COMP-206 Introduction to Software Systems, Winter 2021
app | shell代做 | project | Objective代做 | 代做html | assignment | lab代做 – 这个题目属于一个app的代写任务, 涵盖了app/shell/Objective/html等程序代做方面, 这是值得参考的lab代写的题目
Final Project
This is an individual assessment. You need to solve these questions on your own. Instructors and TAs will only provide clarifications on the exam questions and it will be through Piazza. There will be no help provided to debug your project code. This is your final work, and it also requires you to demonstrate that you have learned the necessary debugging skills.
Obtaining a minimum of 50% in this project is mandatory to pass the course (in addition to ob- taining an overall passing grade across all the course assessments). Students who do not achieve that threshold will receive an F grade. NO LATE submissions are accepted. Please account for Internet delays, outages, etc., and turn in your work in due time. These are not valid excuses for extensions.
This project description is for your personal use only. Sharing it with others, including websites, helping or seeking help from others for your project work will be deemed as copyright violation and plagiarism. Such actions will result in an automatic forfeit of your course grade to F in addition to any University disciplinary proceedings. You may leverage the course materials, solutions, etc., given to you, as well as parts of your own assignment solutions for your project implementation. If you use concepts and snippets of code from other sources such as websites, they will have to be documented in your code as a proper comment. Lack of such citation will also be treated as plagiarism.

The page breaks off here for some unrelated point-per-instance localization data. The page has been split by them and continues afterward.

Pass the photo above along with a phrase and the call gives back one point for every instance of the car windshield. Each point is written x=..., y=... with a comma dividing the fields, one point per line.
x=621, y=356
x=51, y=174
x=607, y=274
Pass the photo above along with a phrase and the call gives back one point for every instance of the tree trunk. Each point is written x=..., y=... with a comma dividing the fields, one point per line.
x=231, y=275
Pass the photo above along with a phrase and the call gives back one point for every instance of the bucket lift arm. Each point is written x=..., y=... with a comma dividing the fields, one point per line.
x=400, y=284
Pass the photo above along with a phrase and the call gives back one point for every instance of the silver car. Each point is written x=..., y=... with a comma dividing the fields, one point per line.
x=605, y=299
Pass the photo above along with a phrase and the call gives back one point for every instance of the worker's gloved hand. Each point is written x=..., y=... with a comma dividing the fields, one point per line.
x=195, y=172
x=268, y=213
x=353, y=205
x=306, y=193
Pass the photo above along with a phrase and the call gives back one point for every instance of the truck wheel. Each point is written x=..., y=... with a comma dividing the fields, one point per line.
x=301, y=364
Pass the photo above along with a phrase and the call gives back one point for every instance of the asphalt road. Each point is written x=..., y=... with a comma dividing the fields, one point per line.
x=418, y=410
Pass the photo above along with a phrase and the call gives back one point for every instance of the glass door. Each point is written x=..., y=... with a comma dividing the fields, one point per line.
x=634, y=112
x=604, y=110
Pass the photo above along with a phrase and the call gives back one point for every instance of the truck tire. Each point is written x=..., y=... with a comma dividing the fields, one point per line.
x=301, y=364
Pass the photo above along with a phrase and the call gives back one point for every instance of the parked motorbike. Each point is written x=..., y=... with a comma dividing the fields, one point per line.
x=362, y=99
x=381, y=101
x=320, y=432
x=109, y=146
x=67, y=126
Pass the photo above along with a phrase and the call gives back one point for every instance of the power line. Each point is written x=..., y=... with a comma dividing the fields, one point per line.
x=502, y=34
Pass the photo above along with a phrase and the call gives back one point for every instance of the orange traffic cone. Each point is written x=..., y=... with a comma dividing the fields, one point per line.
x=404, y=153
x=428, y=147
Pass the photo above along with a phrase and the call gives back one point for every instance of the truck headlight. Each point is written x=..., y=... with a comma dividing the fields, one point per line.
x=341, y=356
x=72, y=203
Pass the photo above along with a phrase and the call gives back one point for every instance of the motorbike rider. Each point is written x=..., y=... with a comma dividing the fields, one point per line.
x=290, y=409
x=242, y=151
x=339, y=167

In any case, utilizing such external resources must be limited to bare syntactical references (e.g – how to include a backslash – \ symbol in sed pattern) and should not result in you copying the major part of your program logic from such resources (e.g. – how do I traverse a linked list). Both software and manual mechanisms will be employed for plagiarism detection.
You MUST use mimi.cs.mcgill.ca to create the solution to this project. You must not use your Mac command-line, Windows command-line, nor a Linux distro installed locally on your laptop. You can access mimi.cs.mcgill.ca from your personal computer using ssh or putty and also transfer files to your computer using filezilla or scp as seen in class and in lab A and mini assignment 1.

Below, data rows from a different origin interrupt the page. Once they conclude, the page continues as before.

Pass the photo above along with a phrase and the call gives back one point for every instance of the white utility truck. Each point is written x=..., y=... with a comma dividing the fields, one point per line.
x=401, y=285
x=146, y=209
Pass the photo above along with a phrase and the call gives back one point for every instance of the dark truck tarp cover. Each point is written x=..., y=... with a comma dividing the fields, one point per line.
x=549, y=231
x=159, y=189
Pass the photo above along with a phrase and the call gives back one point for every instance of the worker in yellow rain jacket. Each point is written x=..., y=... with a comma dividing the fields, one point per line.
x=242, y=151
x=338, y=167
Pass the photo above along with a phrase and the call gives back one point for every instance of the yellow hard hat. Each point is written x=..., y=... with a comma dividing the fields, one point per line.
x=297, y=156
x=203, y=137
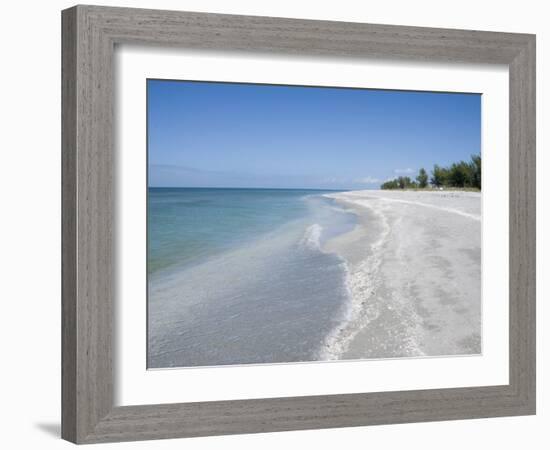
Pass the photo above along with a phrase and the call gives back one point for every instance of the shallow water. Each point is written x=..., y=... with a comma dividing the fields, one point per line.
x=238, y=276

Instructors/TAs upon their discretion may ask you to demonstrate/explain your solution. No points are awarded for commands that do not compile/execute at all. (Commands that execute, but provide incorrect behavior/output will be given partial marks.) All questions are graded proportionally. This means that if 40% of the question is correct, you will receive 40% of the grade.
Please read through the entire project description before you start working on it. You can loose several points for not following the instructions. Points can be deducted for violating the constraints set forth in the questions, including for the steps where an explicit deduction is not specified. It will also help you get the bigger picture of the project. There are also some helpful hints given at the end of this document that can be useful to you. Go through the checklist at the end to ensure that you have turned in all the required files. Files that are not turned-in will not be given a second chance.
The total points allocated to this project is 25.
Project Synopsis
For your final project, you will implement a software solution that consists of shell scripts and C program to compute the lab attendance associated with each student.
Exercise 1 – Version Control (2 Points)
Create a local git repository (private) in your home directory. You will be using this for the rest of your final project work to write any shell scripts, C programs, etc.DO NOT use public repositories such as github. We expect to see at the least 4 commits, each of which are at the least 10 minutes (or more) apart. So commit your work frequently as you reach some logical milestone of your project work.No points will be allocated for this exercise unless this requirement is completely met.You must turn in yourgit logcommand output copied/redirected asgit.txtfile, once you have finished your complete project work.
Exercise 2 – A Shell Script to Pre-process the Information in the CSV
Files. (6 Points)
At the end of a lab session, TAs will download a CSV file that contains the attendance information recorded by zoom into their respective folders. Let us start by taking a peak at the directory. The output below is truncated for brevity.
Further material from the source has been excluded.